Total q = q1 + q2 + q3 + q4 + q5.
Post your work if you get stuck.
To calculate the amount of heat released during a phase change, we can use the equation:
Q = m × H
Where:
Q is the amount of heat released or absorbed in joules,
m is the mass of the substance in kilograms, and
H is the specific heat capacity of the substance in joules per kilogram per degree Celsius.
Here's how we can solve the problem step by step:
Step 1: Convert the temperature units to Kelvin.
To convert Celsius to Kelvin, we add 273.15 to the temperature.
125°C + 273.15 = 398.15 K
-125°C + 273.15 = 148.15 K
Step 2: Determine the amount of heat released during the phase change from steam to water at 100°C.
We know that the specific heat capacity for vaporization (latent heat of vaporization) of water is 2260 J/g.

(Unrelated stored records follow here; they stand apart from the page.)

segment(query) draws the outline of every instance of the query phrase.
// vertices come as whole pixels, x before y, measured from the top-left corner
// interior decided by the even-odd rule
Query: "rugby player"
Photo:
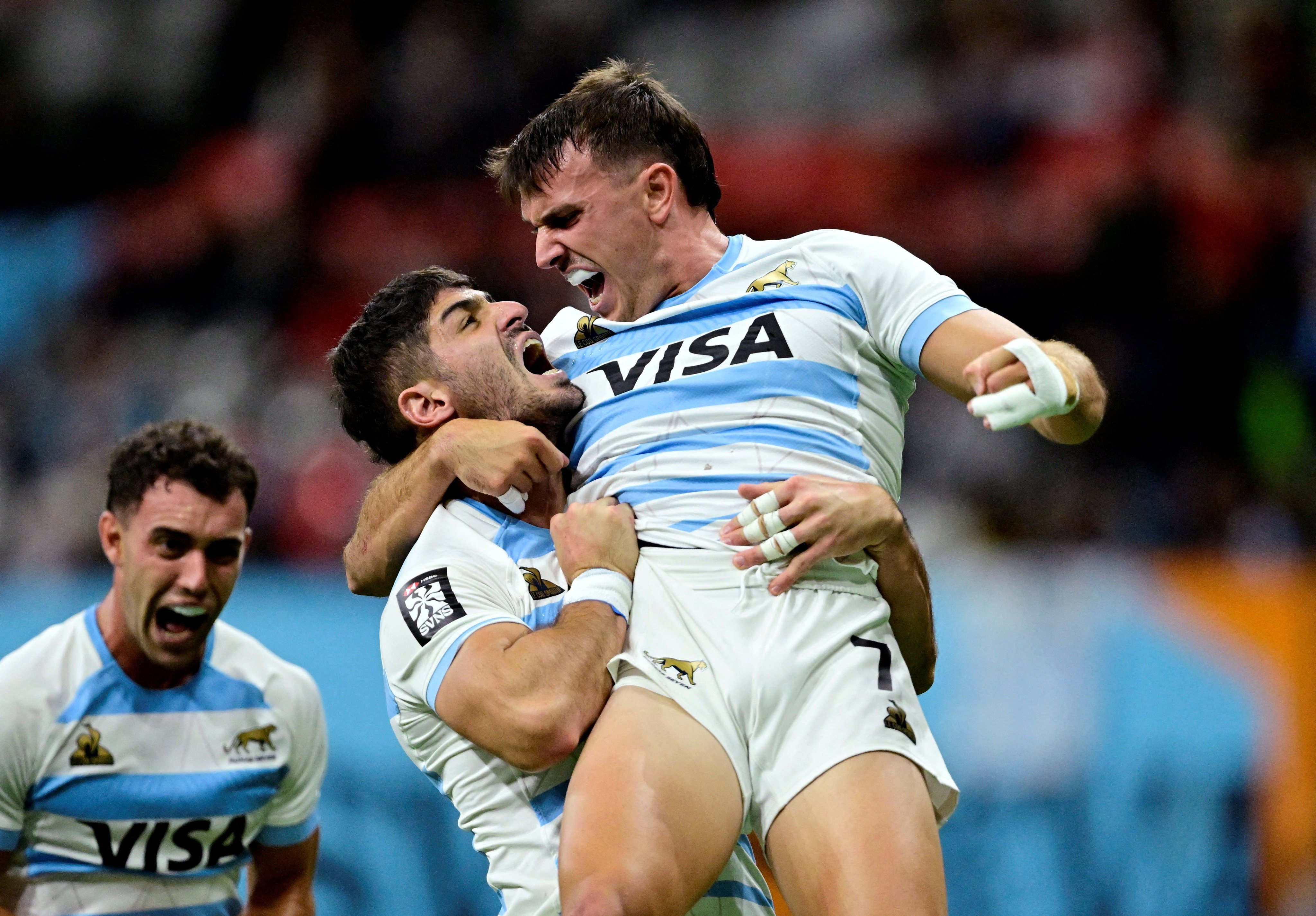
[[[330,365],[343,428],[378,458],[396,462],[449,440],[434,465],[446,499],[432,509],[380,621],[386,699],[404,750],[488,855],[504,908],[555,913],[567,779],[612,687],[605,666],[622,648],[637,544],[629,508],[616,500],[558,515],[566,492],[557,474],[528,486],[520,517],[461,483],[449,490],[487,472],[507,442],[555,441],[580,405],[565,374],[545,371],[525,316],[459,274],[413,271],[376,293]],[[920,565],[908,532],[884,550],[892,571]],[[894,604],[930,644],[926,591]],[[694,912],[769,905],[741,837]]]
[[[0,916],[315,912],[320,694],[218,620],[255,492],[204,424],[114,449],[109,592],[0,659]]]
[[[857,545],[808,475],[899,495],[919,375],[991,429],[1084,441],[1105,404],[1091,362],[886,240],[728,238],[697,125],[624,63],[582,78],[491,171],[534,228],[540,266],[594,312],[567,309],[544,336],[586,394],[571,499],[632,504],[661,545],[641,553],[616,692],[567,795],[563,912],[678,913],[745,827],[766,834],[800,913],[944,912],[936,824],[954,786],[917,707],[894,701],[871,563],[838,562]],[[422,487],[428,470],[395,474],[372,499]],[[415,536],[367,532],[349,563]],[[396,563],[370,555],[354,575]],[[709,674],[680,683],[672,658]]]

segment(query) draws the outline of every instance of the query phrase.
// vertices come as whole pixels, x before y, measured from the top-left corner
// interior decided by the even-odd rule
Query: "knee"
[[[562,916],[629,916],[621,891],[609,882],[587,879],[562,892]]]

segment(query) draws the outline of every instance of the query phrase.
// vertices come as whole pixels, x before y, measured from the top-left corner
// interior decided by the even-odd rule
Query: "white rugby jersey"
[[[551,625],[566,579],[553,537],[474,500],[434,509],[407,555],[379,624],[390,721],[403,750],[451,799],[458,825],[488,855],[488,883],[511,916],[555,916],[558,836],[575,755],[525,773],[476,748],[434,712],[458,649],[496,623]],[[692,911],[763,913],[771,895],[742,837]]]
[[[900,497],[919,355],[978,308],[895,242],[821,229],[734,236],[687,292],[638,321],[559,312],[553,365],[586,395],[571,499],[616,496],[646,541],[721,546],[736,487],[824,474]]]
[[[222,620],[200,671],[149,690],[92,605],[0,659],[0,905],[17,916],[233,916],[253,842],[316,828],[315,682]]]

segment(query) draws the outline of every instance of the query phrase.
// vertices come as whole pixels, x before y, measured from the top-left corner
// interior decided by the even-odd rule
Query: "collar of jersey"
[[[100,624],[96,623],[96,605],[92,604],[89,608],[83,611],[83,623],[87,624],[87,636],[91,637],[91,644],[96,646],[96,654],[100,655],[100,662],[105,667],[118,667],[118,662],[114,661],[114,654],[105,645],[105,637],[100,634]],[[216,621],[218,623],[218,621]],[[215,651],[215,626],[211,626],[209,636],[205,637],[205,658],[201,659],[203,665],[209,665],[211,653]],[[126,676],[126,674],[125,674]],[[132,678],[129,678],[132,680]],[[133,683],[137,683],[136,680]],[[147,690],[147,688],[142,688]]]
[[[736,261],[740,258],[740,250],[744,243],[745,243],[744,236],[732,236],[729,240],[726,240],[726,251],[725,254],[722,254],[721,258],[717,259],[717,263],[713,265],[713,268],[709,270],[707,274],[704,274],[704,278],[695,286],[686,290],[686,292],[680,293],[679,296],[672,296],[671,299],[665,299],[661,303],[658,303],[658,308],[655,308],[654,312],[658,312],[665,308],[671,308],[672,305],[682,305],[684,303],[688,303],[691,296],[699,292],[700,288],[708,286],[719,276],[722,276],[724,274],[729,272],[736,266]]]

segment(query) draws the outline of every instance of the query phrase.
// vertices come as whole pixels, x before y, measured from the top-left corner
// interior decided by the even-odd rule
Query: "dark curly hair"
[[[247,513],[255,503],[255,467],[246,453],[215,426],[196,420],[147,424],[120,440],[109,458],[108,476],[105,508],[114,515],[136,511],[162,476],[190,483],[217,503],[237,490]]]
[[[544,191],[562,166],[562,147],[588,150],[604,167],[649,157],[676,171],[686,200],[709,215],[722,197],[713,154],[686,107],[647,72],[611,59],[544,109],[507,146],[490,150],[484,170],[507,200]]]
[[[342,428],[375,461],[396,465],[416,450],[416,428],[397,409],[397,395],[424,378],[443,378],[429,346],[429,312],[440,292],[459,288],[474,283],[455,270],[401,274],[371,296],[329,351]]]

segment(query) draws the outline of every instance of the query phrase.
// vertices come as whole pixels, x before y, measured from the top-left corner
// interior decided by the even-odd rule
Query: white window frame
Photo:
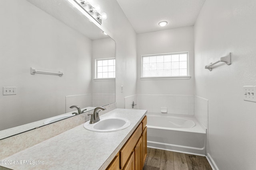
[[[175,54],[187,54],[187,75],[186,76],[143,76],[143,57],[152,56],[159,56],[163,55],[173,55]],[[179,62],[180,61],[179,61]],[[179,70],[180,68],[179,68]],[[141,80],[165,80],[165,79],[189,79],[191,77],[189,74],[189,57],[188,51],[170,53],[163,54],[157,54],[148,55],[142,55],[141,56]]]
[[[98,61],[104,61],[104,60],[114,60],[114,76],[113,78],[98,78]],[[94,61],[95,63],[95,74],[94,80],[95,81],[114,81],[116,80],[116,58],[108,58],[105,59],[95,59]]]

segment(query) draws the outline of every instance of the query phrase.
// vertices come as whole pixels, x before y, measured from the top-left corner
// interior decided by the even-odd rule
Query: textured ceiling
[[[205,0],[117,0],[137,33],[194,25]],[[168,22],[160,27],[160,21]]]

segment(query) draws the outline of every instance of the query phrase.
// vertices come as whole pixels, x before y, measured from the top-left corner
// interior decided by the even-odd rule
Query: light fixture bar
[[[86,0],[73,0],[100,24],[101,25],[102,20],[104,18],[103,18],[100,14],[96,10],[95,8],[94,7]],[[106,14],[106,13],[104,14],[104,15]]]

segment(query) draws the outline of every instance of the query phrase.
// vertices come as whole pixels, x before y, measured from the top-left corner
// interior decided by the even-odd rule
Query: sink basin
[[[95,132],[112,132],[127,128],[131,125],[128,119],[121,117],[108,117],[100,118],[100,120],[94,124],[86,122],[84,127],[86,129]]]
[[[74,115],[68,114],[68,115],[60,115],[57,116],[55,116],[54,117],[51,117],[50,119],[48,119],[44,122],[44,124],[47,125],[47,124],[50,123],[51,123],[55,122],[57,121],[58,121],[60,120],[63,119],[64,119],[67,118],[68,117],[71,117],[74,116]]]

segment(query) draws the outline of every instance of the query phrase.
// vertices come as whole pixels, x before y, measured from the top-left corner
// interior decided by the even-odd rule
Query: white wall
[[[194,29],[193,27],[137,35],[138,94],[194,94]],[[141,80],[142,55],[188,51],[188,80]]]
[[[17,88],[0,95],[0,130],[65,113],[66,96],[90,92],[91,40],[26,1],[0,4],[0,89]]]
[[[256,85],[256,1],[207,0],[194,27],[195,94],[208,100],[208,152],[220,170],[254,170],[256,103],[243,86]],[[232,64],[205,65],[228,53]]]
[[[116,0],[94,2],[108,14],[99,27],[116,41],[116,101],[124,108],[124,97],[137,94],[136,33]]]

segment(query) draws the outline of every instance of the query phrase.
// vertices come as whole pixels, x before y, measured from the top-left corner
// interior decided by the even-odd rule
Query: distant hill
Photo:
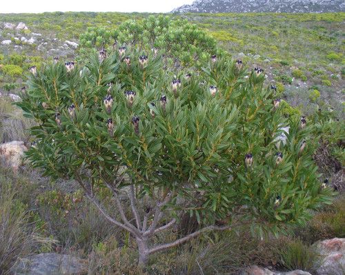
[[[345,11],[344,0],[195,0],[172,12],[332,12]]]

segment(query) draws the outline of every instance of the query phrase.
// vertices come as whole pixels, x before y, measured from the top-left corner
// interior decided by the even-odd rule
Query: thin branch
[[[158,232],[160,232],[161,231],[166,230],[166,229],[168,229],[169,227],[171,227],[175,222],[176,222],[176,219],[173,218],[169,222],[168,222],[166,225],[163,225],[163,226],[157,228],[157,229],[155,229],[153,231],[153,234],[155,234]]]
[[[150,215],[150,213],[146,213],[144,216],[143,229],[141,230],[141,232],[145,232],[145,230],[146,230],[146,227],[148,226],[148,215]]]
[[[130,207],[132,208],[132,212],[135,218],[135,222],[137,222],[137,227],[139,230],[141,229],[140,218],[139,216],[138,209],[135,206],[135,198],[134,194],[134,185],[130,185],[130,191],[129,193],[129,197],[130,200]]]
[[[98,209],[98,210],[111,222],[115,224],[115,225],[117,225],[118,227],[122,228],[123,229],[125,229],[130,233],[132,233],[133,235],[135,234],[135,232],[130,227],[127,227],[126,225],[121,223],[120,222],[116,220],[115,218],[110,217],[106,211],[106,210],[101,206],[99,202],[95,198],[91,197],[88,193],[86,193],[86,197],[92,202],[96,207]]]
[[[195,238],[196,236],[200,235],[201,233],[204,233],[204,232],[213,231],[213,230],[223,231],[223,230],[230,229],[230,228],[231,228],[231,227],[230,227],[230,226],[217,227],[217,226],[215,226],[215,225],[210,225],[210,226],[204,227],[199,231],[197,231],[194,233],[192,233],[191,234],[189,234],[189,235],[186,236],[186,237],[176,240],[175,242],[170,243],[166,243],[164,245],[158,245],[155,247],[153,247],[148,251],[148,254],[150,254],[158,252],[159,251],[164,250],[164,249],[166,249],[168,248],[174,247],[177,245],[181,245],[181,244],[190,240],[193,238]]]
[[[117,194],[116,190],[106,181],[104,181],[104,183],[108,187],[108,188],[109,188],[112,191],[112,194],[114,195],[114,198],[115,200],[116,205],[117,205],[117,209],[119,210],[119,213],[120,214],[120,217],[122,221],[125,223],[126,225],[127,225],[128,227],[131,228],[135,232],[136,232],[137,234],[139,234],[140,231],[139,231],[139,229],[137,228],[135,228],[135,227],[133,225],[132,225],[126,217],[124,208],[122,207],[120,199],[119,198],[119,195]]]
[[[156,205],[155,211],[155,216],[153,217],[153,221],[148,229],[144,233],[144,236],[150,236],[152,235],[157,227],[157,225],[159,220],[161,219],[161,216],[163,216],[163,213],[161,211],[161,208],[165,206],[170,200],[170,196],[165,196],[164,200],[161,202],[157,202]]]

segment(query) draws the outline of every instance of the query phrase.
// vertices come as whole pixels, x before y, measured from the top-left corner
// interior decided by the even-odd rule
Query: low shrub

However, the units are given in grams, so we must convert grams to kilograms:
50 grams = 0.05 kilograms
Q1 = m × Hvap
= 0.05 kg × 2260 J/g
= 113 J
Step 3: Determine the amount of heat released during the cooling process from 100°C to 0°C.
We can use the specific heat capacity (SHC) of water for this calculation, which is approximately 4.18 J/g°C.
Q2 = m × SHC × ∆T
= 0.05 kg × 4.18 J/g°C × (100°C - 0°C)
= 20.9 J
Step 4: Determine the amount of heat released during the phase change from water to ice at 0°C.
The specific heat capacity for freezing (latent heat of fusion) of water is 334 J/g.
Q3 = m × Hfus
= 0.05 kg × 334 J/g
= 16.7 J
Step 5: Determine the amount of heat released during the cooling process from 0°C to -125°C.
Using the specific heat capacity (SHC) of ice, which is approximately 2.09 J/g°C, we can calculate:
Q4 = m × SHC × ∆T
= 0.05 kg × 2.09 J/g°C × (0°C - (-125°C))
= 16.12 J
Step 6: Sum up the heat released during each step to obtain the total heat released.
Total heat released = Q1 + Q2 + Q3 + Q4
= 113 J + 20.9 J + 16.7 J + 16.12 J
≈ 166.72 J
Step 7: Convert the heat from joules to kilojoules.
To convert from joules (J) to kilojoules (kJ), divide the value by 1000:
Total heat released (kJ) = 166.72 J / 1000
≈ 0.1667 kJ
Therefore, the amount of heat released when 50 grams of steam at 125°C are converted to 50 grams of ice at -125°C is approximately 0.1667 kJ.